Conrad et le mot juste

C’est le programme minimum de l’été.

Alors, on rediffuse : 

« Voyez le pouvoir d’un mot! Celui qui veut convaincre ne devrait pas mettre sa confiance dans l’argument valable mais dans le mot juste, le pouvoir du SON a toujours été plus grand que celui du sens. Cela n’est pas péjoratif dans mon esprit. Il est préférable que l’humanité soit plus impressionnable que réfléchie. Rien d’humainement grand – j’entends par là affectant toute une foule d’existences- n’a été le fruit de la réflexion. En revanche, on ne peut manquer de constater le pouvoir de simples mots; des mots tels que Gloire, par exemple, ou Pitié. Je n’en citerai pas d’autres. Il ne serait pas difficile d’en trouver. Clamés avec persévérance, avec ardeur, avec conviction, ces deux-là, par leur seule sonorité, ont ébranlé des nations entières et labouré le sol sec et dur sur lequel repose tout notre ordre social. Il y a aussi le mot Vertu, si vous voulez!…
Bien sûr, il faut veiller à l’intonation. L’intonation juste. C’est très important. Le poumon puissant, les cordes vocales tonnantes ou tendres. Ne venez pas me parler de votre principe d’Archimède. C’était un être sans esprit, à l’imagination mathématique. Les mathématiques ont tout mon respect, mais je n’ai nul besoin des machines. Donnez-moi le mot juste, et je soulèverai des montagnes.« 
Joseph Conrad. Souvenirs personnels.1912

La plupart des hommes politiques pourraient, dans un élan improbable de sincérité, signer ce petit texte de Joseph Conrad (1857-1924). Avec une nuance importante cependant: à la différence de Joseph, dont l’humour, et donc la distance, transparaissent au second paragraphe, c’est au premier degré que les hommes politiques adhéreraient à cette déclaration.
Quand il faut choisir entre le raisonnement et le mot, entre la logique et le slogan, entre la démonstration et l’incantation, le choix, quand il est collectif, se porte toujours sur le mot, le slogan, l’incantation. C’est ce que l’histoire récente (j’ai toujours été nul en histoire, aussi je ne remonterai pas plus haut qu’une centaine d’années et ferai confiance à Joseph pour les années qui précèdent) nous a montré à d’innombrables reprises. C’est ce que l’histoire très récente nous prouve encore tous les jours.
Cocteau n’avait rien compris, qui disait: « entre deux mots, choisis le moindre« . Lorsque nous sommes en nombre, entre deux mots, nous choisissons toujours le plus gros, le plus beau, le plus rutilant.
Et comme disait tonton Georges:
« Le pluriel ne vaut rien à l’homme et sitôt qu’on
  Est plus de quatre on est une bande de cons.
  Bande à part, sacrebleu! C’est ma règle et j’y tiens. » 
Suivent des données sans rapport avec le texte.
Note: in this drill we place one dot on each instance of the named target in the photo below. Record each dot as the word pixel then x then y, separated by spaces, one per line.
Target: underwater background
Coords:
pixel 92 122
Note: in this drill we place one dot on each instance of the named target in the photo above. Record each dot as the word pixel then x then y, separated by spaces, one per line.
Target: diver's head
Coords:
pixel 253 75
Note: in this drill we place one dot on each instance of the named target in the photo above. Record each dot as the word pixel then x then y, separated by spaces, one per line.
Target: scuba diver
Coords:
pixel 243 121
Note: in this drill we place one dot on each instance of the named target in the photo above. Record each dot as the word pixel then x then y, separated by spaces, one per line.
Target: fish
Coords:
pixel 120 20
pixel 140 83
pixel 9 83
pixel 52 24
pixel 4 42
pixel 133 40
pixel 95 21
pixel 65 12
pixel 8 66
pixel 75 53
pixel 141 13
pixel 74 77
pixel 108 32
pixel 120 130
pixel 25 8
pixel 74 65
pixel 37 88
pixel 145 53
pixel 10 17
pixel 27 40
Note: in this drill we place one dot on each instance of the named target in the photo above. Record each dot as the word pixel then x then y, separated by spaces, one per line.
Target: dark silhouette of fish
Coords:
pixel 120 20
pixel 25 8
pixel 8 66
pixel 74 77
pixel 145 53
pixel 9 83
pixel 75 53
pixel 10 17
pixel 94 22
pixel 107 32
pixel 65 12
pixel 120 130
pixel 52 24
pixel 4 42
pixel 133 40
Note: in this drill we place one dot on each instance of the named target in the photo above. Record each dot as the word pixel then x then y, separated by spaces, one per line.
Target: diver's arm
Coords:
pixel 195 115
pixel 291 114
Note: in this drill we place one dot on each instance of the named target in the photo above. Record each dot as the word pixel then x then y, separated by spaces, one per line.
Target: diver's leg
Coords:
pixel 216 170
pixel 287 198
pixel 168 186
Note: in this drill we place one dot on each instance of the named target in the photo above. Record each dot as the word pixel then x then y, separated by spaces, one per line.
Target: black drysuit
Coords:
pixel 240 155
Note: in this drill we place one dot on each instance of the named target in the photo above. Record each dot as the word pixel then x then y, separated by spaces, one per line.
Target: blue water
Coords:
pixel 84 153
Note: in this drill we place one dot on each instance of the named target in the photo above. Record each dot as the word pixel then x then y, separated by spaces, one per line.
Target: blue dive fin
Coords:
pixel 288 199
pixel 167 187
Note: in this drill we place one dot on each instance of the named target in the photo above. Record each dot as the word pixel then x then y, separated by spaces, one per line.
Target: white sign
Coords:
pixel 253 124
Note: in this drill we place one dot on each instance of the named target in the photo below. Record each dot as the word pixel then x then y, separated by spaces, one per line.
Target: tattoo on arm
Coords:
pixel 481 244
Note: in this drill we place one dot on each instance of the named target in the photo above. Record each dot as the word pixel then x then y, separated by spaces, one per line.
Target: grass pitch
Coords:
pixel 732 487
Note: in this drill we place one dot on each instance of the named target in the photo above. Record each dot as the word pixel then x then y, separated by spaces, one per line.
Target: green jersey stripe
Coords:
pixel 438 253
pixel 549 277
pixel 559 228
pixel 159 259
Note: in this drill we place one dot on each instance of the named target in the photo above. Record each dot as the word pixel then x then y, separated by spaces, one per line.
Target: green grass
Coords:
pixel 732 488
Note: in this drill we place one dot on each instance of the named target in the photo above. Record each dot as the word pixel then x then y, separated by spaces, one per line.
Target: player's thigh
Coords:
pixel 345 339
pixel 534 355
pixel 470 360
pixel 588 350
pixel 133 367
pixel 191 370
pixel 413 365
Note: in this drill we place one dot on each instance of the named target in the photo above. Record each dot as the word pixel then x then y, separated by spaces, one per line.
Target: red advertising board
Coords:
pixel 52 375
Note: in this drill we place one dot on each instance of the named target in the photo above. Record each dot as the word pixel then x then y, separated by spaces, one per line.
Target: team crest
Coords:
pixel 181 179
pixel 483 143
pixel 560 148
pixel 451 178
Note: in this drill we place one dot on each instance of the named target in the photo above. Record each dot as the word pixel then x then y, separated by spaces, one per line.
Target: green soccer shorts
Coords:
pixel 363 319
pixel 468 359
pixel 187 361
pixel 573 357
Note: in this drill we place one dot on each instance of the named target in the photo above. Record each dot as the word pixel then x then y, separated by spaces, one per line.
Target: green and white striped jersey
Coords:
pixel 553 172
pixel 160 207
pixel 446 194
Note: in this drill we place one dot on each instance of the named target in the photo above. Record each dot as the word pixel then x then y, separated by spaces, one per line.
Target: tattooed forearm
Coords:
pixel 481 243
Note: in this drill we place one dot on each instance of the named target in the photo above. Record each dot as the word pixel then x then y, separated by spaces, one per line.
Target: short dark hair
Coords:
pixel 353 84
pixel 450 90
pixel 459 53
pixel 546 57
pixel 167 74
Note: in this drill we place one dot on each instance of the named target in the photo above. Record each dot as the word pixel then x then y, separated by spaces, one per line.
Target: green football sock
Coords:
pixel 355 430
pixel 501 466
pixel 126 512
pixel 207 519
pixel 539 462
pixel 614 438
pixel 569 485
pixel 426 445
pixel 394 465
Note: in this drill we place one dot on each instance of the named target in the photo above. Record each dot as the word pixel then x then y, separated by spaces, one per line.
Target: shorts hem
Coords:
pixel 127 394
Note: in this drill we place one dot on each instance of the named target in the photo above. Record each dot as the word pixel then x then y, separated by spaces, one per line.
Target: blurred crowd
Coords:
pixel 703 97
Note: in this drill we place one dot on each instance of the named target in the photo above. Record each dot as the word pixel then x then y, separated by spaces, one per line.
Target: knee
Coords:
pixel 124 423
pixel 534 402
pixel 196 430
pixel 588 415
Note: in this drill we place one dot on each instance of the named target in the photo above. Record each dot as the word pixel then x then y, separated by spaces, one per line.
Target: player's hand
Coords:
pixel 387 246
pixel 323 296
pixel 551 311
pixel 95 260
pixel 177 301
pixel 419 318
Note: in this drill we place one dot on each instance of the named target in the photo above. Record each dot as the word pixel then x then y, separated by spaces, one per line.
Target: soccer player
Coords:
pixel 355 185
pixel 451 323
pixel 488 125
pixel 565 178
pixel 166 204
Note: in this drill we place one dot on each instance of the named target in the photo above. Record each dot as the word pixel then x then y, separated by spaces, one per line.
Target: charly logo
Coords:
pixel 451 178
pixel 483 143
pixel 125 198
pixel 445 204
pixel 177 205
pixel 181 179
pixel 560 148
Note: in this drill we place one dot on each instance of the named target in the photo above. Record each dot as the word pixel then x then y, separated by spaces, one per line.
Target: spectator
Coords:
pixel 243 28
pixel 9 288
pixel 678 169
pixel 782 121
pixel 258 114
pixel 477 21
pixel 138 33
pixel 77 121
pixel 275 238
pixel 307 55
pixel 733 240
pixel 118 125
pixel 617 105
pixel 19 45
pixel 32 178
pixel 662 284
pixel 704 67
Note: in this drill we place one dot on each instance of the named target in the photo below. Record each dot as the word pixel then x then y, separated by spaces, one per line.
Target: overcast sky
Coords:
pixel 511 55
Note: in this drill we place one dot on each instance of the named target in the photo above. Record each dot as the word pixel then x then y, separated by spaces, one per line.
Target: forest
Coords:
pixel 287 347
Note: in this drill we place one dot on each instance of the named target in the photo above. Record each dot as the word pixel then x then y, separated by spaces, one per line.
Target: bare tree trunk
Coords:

5 réflexions sur « Conrad et le mot juste »

  1. Richard III, un drôle de numéro celui-là qui laissera une sinistre mémoire. Ses derniers mots furent « mon royaume pour un cheval » que lui fait dire Shakespeare. Il n’y aura pas de numéro IV. Ça n’a pas bien marché pour les Richard’s, pas aussi bien que pour les Edouard’s et les Henry’s. Il y a bien eu plus tard un Richard Cromwell mais qui ne fut pas numéroté, c’était un intrus et pas royal en plus. Aujourd’hui les anglais ont Charles III. On verra s’il y aura un Charles IV, peut-être un jour. Les Charles en France ça n’a pas trop mal marché, et même un certain Grand Charles.
    C’était « Les histoires de l’oncle Jim ». Merci Msieudames!

  2. Il s’agissait de Richard III. Chacun l’aura reconnu, bien sûr, mais c’est mieux en le numérotant.

  3. Et puis il y a le mot inventé, celui qui a le pouvoir du son bien plus grand que celui du sens dirait Conrad, qui transcende plutôt que convaincre rationnellement, qu’il soit écrit ou prononcé, internationalement compris, un mot mégapuissant qui exprime un « vaste programme »: MAGA!

  4. Le pouvoir des mots:
    Les mots splendides mais retors de Marc- Antoine retournant la foule contre les meurtriers de César. Il vengeait son ami en même temps qu’il sauvait sa peau.
    Les mots magnifiques et tragiques de Churchill galvanisant l’Angleterre. Sans cet élan, elle n’avait aucune chance. Et nous non plus.
    Les mots pervers de Richard III séduisant la veuve de celui qu’il vient d’assassiner. Le pouvoir de la dialectique menée par un monstre égotiste.
    Les mots, les paroles, autrement dit la langue, celle d’Esope, la pire et la meilleure des choses.

  5. Comparons par exemple la réthorique de Macron à celle de Trump, deux présidents, deux façons d’utiliser des mots pour con-vaincre.